В дальний конный пробег из Харбина в Петербург она отправилась на своем верном иноходце Монголике, по походному обычаю, налегке. Необходимые вещи и припас продуктов поместились в дорожный вьюк, крепко притороченный к седлу. Путь пролегал через глухую тайгу, лесные чащобы, болота, каменистые сопки, тяжелые переправы через бурные сибирские реки. «Я хотела доказать смелость и выносливость русской женщины», – объясняла Александра Кудашева цель своего похода.
«На моем далеком пути мне пришлось пережить немало приключений, – рассказывала Александра Кудашева. – Простой народ удивлялся моей езде и сочинял обо мне целые легенды. От самого Иркутска до Тобольской губернии крестьяне принимали меня за тайного жандарма. Никто не верил, что я женщина. В Тобольской губернии старообрядцы считали меня антихристом. В очень многих местах меня принимали за мужчину, и не без основания. Я и с мужчинами не стеснялась и не раз давала оплеуху. В селе Картамыше Оренбургской губернии крестьяне почему-то решили, что лошадь говорит со мной по-немецки. Любопытные приехали и настойчиво просили меня поговорить с ней за какую угодно цену».
Совершив конный переход, Кудашева сразу же стала знаменитой на всю Россию. Во многих петербургских газетах и журналах летом 1913 г. появились статьи с фотографиями отважной «амазонки». К примеру, журнал «Огонек» писал: «Ни на шаг не отходила сибирячка-наездница от своего скакуна, каждый день его кормила, чистила и даже мыла. На ночевках она ложилась рядом с ним, деля все трудности тяжелой дороги».
Спустя два года Александра Кудашева совершила еще один конный переход: в Петербург из Владивостока. 23 апреля она выехала на жеребце Крите, предоставленном ей местным заводом Янковского для испытания выносливости русской кавалерийской лошади. К тому моменту Крит только что вернулся из 2000-верстного пробега по Корее. Лошадь была известна на владивостокском ипподроме, где завоевала 21 первый приз.
Конное поло с «потешными номерами»
Петербургское общество игры в поло, члены которого принадлежали исключительно к высшему кругу столичной публики, с 1898 г. устраивало своеобразный праздник наездников, он заключался в скачках с препятствиями. В таких состязаниях требовались не только резвость лошади, но и ловкость, сообразительность и храбрость наездника.

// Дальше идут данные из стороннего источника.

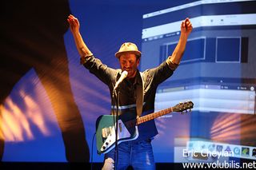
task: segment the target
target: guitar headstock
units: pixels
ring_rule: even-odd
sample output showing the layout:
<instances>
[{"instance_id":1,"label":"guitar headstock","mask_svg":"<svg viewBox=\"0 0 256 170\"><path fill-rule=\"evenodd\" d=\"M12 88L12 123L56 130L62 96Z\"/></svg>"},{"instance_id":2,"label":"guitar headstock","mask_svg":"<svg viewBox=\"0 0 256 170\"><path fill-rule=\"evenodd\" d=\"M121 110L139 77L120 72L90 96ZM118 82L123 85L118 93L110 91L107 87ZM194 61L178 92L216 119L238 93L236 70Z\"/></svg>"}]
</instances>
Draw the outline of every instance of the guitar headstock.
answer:
<instances>
[{"instance_id":1,"label":"guitar headstock","mask_svg":"<svg viewBox=\"0 0 256 170\"><path fill-rule=\"evenodd\" d=\"M184 111L187 112L187 110L191 112L191 109L193 108L193 106L194 103L192 101L186 101L176 105L174 107L173 107L173 111L182 113L184 113Z\"/></svg>"}]
</instances>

Сохранился рассказ очевидца о том, как происходил подобный праздник летом 1899 г. Задания для наездников были самые разнообразные, одно сложней другого. В первом номере требовалось проехать зигзагами через ряд столбов и обратно, во втором – доскакать с ниткой в руках к дамам, которые держали иголку, после чего наездники должны были вдеть нитку в иголку и вернуться к старту. Следующий заезд и того курьезнее: участникам игры предлагалось доскакать до стола с разложенными на нем поварскими костюмами, надеть их и вернуться к старту.
В скачке с шаром каждый наездник гнал клюшкой свой шар вокруг поляны и затем загонял его в специальные ворота. Следующий номер был таков: наездники скакали к сидящим на стульях дамам, слезали с лошади, дамы завязывали наезднику галстук, после чего наездники вскакивали обратно на лошадь и мчались к финишу. И наконец, последний номер – едва ли не самый несерьезный: доскакать до ведра, слезть с лошади и бросить в ведро шесть картофелин, разложенных друг от друга на расстоянии в полторы сажени.
Потом состоялось испытание математических способностей дам. Каждый наездник доезжал до дамы, передавал ей задачу на сложение, а когда она ее решала, мчался к призовому столбу. В заключение демонстрировались «потешные номера». В одном из них требовалось доскакать до ведра с водой и вытащить из него зубами плавающее там яблоко.
В заключение отметим, что среди участников той игры были князь Белосельский-Белозерский, известный предприниматель Утеман и другие влиятельные в Петербурге лица. Зрителей собралось не особенно много, но все они, по словам современника, принадлежали к «лучшему обществу нашей столицы».
Из истории петербургских ипподромов
«Это обособленный мир страстей, гражданских доблестей, побед и поражений, заслуг и отличий, падений и неудач, мир, в котором есть свои герои, свои судьи, свое общественное мнение…» – писал о скачках в 70-х гг. XIX в. известный бытописатель столицы В.О. Михневич в своей книге «Петербургское лето».
Петербургские ипподромы начали свою историю не на суше, а на. льду Невы. Точнее, зимой устраивался ипподром на Неве, а летом бега проводились на конной площади на Лиговке. «Бега на Неве – ушедшее навсегда прошлое русской жизни», – отмечал в 1915 г. петербургский журнал «Столица и усадьба». Правда, если в 1915-м это была еще не столь далекая история, то для нас теперь ледовые скачки кажутся едва ли не «преданиями старины глубокой».